Here are BDO’s six real estate and construction industry predictions for the new year. 

1. Data Center Demand Drives Infrastructure Innovation

AI proliferation and cryptocurrency mining continue to fuel explosive demand for computing power in 2026. But data  center development faces critical constraints around power  generation, transmission capacity, site selection requirements, labor availability, and cooling systems that traditional energy  infrastructure cannot solve.

In response to these challenges, we expect to see accelerated adoption of alternative power sources in 2026, including small modular nuclear reactors (SMRs) for on-site generation, distributed renewable energy projects, fuel cells, and advanced cooling techniques like liquid and immersion cooling. Facilities may also deploy smart grid management systems that leverage AI to predict energy needs, balance loads, and reduce waste. 

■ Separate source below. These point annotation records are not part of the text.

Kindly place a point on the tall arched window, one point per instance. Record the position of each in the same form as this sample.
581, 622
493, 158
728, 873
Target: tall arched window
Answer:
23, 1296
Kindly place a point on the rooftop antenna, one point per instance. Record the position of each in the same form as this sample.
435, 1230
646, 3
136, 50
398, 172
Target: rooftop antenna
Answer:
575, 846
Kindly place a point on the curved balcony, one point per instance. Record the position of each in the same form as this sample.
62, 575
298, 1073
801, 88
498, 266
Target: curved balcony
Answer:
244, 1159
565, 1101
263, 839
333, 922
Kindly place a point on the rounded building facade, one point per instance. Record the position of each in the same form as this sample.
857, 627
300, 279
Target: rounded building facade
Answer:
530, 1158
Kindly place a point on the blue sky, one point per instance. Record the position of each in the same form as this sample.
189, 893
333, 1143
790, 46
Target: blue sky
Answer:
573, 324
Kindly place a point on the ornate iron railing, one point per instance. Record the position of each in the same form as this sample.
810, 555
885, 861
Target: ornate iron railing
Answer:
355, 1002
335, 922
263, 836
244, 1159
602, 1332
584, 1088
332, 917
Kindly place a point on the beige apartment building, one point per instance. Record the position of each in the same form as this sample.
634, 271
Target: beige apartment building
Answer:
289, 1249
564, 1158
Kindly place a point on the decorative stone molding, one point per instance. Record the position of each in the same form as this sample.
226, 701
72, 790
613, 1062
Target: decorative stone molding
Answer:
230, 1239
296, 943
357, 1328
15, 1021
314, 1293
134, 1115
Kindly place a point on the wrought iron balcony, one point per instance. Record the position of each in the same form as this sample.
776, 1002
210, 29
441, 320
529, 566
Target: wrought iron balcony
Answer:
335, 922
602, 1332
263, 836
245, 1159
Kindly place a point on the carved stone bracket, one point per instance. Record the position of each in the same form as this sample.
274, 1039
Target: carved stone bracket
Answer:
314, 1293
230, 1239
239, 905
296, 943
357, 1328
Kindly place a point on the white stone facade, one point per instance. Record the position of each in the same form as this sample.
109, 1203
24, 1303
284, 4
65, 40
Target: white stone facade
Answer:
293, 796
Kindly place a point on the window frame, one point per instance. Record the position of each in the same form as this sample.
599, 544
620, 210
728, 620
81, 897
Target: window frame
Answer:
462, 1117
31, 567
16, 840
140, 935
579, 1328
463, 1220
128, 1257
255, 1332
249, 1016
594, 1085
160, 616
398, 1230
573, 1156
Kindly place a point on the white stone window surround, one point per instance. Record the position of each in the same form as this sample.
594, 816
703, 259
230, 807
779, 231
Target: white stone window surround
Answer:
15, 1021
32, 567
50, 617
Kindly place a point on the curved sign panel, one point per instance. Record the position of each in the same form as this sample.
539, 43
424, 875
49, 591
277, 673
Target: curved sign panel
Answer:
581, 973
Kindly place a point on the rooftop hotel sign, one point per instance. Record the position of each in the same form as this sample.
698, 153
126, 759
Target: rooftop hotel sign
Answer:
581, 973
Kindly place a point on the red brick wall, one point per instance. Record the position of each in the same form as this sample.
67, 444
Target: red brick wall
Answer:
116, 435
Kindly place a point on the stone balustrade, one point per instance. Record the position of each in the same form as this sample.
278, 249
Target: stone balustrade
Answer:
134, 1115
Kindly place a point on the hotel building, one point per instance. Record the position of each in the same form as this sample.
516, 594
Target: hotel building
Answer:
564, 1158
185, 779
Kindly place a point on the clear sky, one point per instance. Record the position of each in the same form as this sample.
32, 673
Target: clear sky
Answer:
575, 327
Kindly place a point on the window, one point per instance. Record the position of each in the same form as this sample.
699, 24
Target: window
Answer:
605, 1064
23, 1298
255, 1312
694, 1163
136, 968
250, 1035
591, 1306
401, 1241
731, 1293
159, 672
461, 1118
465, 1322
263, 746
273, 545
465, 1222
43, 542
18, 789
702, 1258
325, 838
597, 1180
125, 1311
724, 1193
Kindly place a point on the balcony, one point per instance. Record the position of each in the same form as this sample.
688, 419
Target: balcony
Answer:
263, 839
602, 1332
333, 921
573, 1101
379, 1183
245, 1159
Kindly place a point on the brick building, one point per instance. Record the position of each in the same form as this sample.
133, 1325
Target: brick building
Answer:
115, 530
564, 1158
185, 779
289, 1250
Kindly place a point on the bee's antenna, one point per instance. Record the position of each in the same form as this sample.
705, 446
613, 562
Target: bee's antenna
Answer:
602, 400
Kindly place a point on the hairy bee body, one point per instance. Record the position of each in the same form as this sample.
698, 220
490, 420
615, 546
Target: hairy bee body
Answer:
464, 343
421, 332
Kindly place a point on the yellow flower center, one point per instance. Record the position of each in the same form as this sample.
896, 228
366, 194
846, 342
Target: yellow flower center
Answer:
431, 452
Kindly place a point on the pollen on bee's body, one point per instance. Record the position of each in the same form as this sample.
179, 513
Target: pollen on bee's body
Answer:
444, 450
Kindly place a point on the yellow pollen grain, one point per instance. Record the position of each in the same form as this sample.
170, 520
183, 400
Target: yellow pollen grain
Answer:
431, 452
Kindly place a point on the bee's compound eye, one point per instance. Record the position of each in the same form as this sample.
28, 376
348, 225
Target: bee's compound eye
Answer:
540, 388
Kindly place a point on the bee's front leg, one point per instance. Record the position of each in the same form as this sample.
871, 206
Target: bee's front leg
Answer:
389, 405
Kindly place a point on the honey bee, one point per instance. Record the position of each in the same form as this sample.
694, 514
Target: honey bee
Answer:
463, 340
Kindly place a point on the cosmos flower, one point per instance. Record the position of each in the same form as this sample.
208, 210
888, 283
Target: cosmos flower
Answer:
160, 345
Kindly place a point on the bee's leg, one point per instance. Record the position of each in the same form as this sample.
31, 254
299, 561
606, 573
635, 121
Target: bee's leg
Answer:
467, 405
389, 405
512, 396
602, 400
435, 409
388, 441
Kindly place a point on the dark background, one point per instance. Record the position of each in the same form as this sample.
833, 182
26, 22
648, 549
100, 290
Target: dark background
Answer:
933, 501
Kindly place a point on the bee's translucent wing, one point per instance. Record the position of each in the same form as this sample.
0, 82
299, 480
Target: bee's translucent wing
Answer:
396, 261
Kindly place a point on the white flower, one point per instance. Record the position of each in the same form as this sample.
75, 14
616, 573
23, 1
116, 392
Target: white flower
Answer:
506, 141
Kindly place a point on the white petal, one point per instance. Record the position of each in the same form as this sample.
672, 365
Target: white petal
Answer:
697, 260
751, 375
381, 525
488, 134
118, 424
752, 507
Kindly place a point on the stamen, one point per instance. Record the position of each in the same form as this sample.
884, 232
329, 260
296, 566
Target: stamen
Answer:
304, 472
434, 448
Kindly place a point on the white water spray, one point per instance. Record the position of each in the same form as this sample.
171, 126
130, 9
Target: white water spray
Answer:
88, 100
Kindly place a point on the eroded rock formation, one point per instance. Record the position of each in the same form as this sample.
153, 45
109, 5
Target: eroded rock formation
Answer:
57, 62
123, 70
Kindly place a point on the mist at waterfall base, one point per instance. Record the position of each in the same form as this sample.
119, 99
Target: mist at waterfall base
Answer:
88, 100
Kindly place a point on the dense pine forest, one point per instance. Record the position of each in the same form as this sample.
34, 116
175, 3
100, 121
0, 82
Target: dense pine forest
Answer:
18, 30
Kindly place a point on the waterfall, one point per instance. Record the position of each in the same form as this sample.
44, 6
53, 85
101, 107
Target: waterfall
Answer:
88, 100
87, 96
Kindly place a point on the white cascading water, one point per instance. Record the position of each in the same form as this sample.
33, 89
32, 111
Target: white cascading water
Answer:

Developers need to take a holistic approach to data center site selection, balancing grid reliability, water access, physical security, community relations, and more. New regulations are likely to emerge as companies weigh these considerations, particularly relating to environmental and safety standards. Additional rules could provide much-needed clarity to a burgeoning market, and the potential introduction of new credits or incentives for these sites may bolster funding, but these factors could also introduce new compliance challenges that firms must track throughout 2026 and beyond.

In the near-term, real estate developers and construction firms should grow their experience in specialized power and cooling systems, and prioritize building relationships with general contractors serving data center projects. Because the market is largely dominated by big technology players, these relationships and demonstrable competencies, alongside helpful knowledge of local markets, will be key to claiming a competitive advantage in one of the fastest-growing segments of commercial real estate.

43%

AI data center energy use is projected to grow by an average of 43% annually until 2029, underscoring the urgent need for grid upgrades and the challenge of implementing them in a compressed timetable.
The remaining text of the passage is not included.